There is considerable debate in the Rasch community about the meaning of rating (or partial credit) scales and polytomies which exhibit "disorder". Look at Table 3.2, distractor/option analysis. Two types of disorder have been noticed:

(i) Disorder in the "average measures" of the categories can imply disorder in the category definitions.

In this example, from Linacre, J.M. (1999) Category Disordering vs. Step Disordering, Rasch Measurement Transactions 13:1 p. 675, "FIMÔ Level" categories have been deliberately disordered in the data. It is seen that this results in disordering of the "average measures" or "observed averages", the average abilities of the people observed in each category, and also large mean-square fit statistics. The "scale structure measures", also called "step calibrations", "step difficulties", "step measures", "Rasch-Andrich thresholds", "deltas", "taus", etc., remain ordered.

(ii) Disorder in the "step calibrations" or "disordered Rasch-Andrich thresholds" implies less frequently observed intermediate categories, i.e., that they correspond to narrow intervals on the latent variable.

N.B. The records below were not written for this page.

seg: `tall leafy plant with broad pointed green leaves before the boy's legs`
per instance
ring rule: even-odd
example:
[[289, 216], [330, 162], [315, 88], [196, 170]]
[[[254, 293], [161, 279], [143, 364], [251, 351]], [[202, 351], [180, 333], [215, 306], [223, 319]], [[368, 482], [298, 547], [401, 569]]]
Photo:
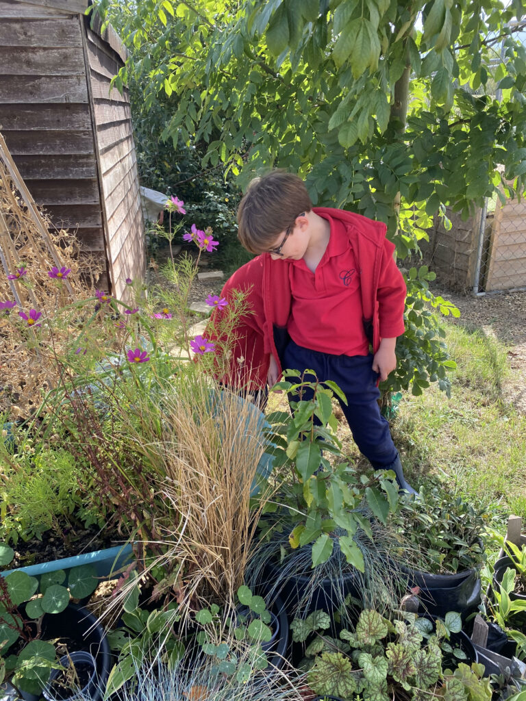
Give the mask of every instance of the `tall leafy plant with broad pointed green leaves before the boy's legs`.
[[[276, 501], [289, 508], [290, 520], [295, 522], [290, 547], [312, 544], [312, 564], [316, 566], [330, 558], [337, 538], [347, 562], [363, 572], [363, 554], [353, 535], [360, 527], [372, 540], [372, 531], [369, 520], [356, 509], [365, 497], [372, 513], [385, 524], [389, 512], [398, 506], [394, 473], [379, 470], [371, 477], [358, 478], [342, 459], [332, 396], [342, 401], [345, 396], [336, 383], [288, 381], [288, 377], [297, 379], [296, 370], [285, 370], [283, 375], [285, 380], [274, 390], [290, 395], [293, 414], [276, 411], [267, 420], [272, 425], [269, 442], [274, 444], [269, 452], [274, 454], [274, 472], [280, 484]], [[306, 391], [313, 393], [311, 399], [302, 398]]]

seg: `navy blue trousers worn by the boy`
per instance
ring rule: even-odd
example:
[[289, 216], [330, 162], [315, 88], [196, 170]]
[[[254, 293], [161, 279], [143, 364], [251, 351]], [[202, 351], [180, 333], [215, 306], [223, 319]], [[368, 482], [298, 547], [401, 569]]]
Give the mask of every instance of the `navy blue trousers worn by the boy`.
[[[283, 354], [283, 368], [299, 370], [311, 369], [319, 381], [332, 380], [344, 393], [347, 404], [339, 401], [344, 416], [349, 423], [354, 442], [375, 470], [391, 466], [398, 456], [389, 423], [380, 414], [376, 386], [378, 374], [372, 369], [372, 354], [332, 355], [311, 351], [290, 341]], [[288, 378], [290, 379], [290, 378]], [[313, 376], [306, 374], [306, 381]], [[309, 400], [312, 390], [304, 393]]]

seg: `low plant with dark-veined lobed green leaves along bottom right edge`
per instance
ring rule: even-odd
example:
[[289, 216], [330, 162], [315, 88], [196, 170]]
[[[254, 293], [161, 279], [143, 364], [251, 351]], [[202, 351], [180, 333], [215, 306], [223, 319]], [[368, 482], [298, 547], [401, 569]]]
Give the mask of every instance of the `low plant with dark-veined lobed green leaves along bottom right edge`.
[[309, 668], [309, 686], [319, 695], [351, 700], [360, 694], [368, 701], [429, 695], [490, 701], [492, 689], [489, 679], [483, 679], [483, 665], [469, 667], [460, 662], [454, 672], [443, 667], [441, 641], [458, 629], [459, 618], [448, 614], [432, 634], [432, 624], [413, 614], [391, 622], [377, 611], [366, 610], [360, 613], [356, 631], [344, 629], [338, 640], [323, 633], [330, 621], [323, 611], [316, 611], [306, 620], [292, 622], [292, 639], [311, 638], [306, 655], [314, 659], [304, 664]]

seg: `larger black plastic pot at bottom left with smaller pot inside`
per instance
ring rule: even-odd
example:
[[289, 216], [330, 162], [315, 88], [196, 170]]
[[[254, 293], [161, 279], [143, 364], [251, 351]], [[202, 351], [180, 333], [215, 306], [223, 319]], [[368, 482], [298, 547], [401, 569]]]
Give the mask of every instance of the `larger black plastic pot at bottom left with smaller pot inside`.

In this example, the FIM categories are correctly ordered, but the frequency of level 2 has been reduced by removing some observations from the data. Average measures and fit statistics remain well behaved. The disordering in the "step calibrations" now reflects the relative infrequency of category 2. This infrequency is pictured in plot of probability curves which shows that category 2 is never a modal category in these data. The step calibration values do not indicate whether measurement would be improved by collapsing levels 1 and 2, or collapsing levels 2 and 3, relative to leaving the categories as they stand.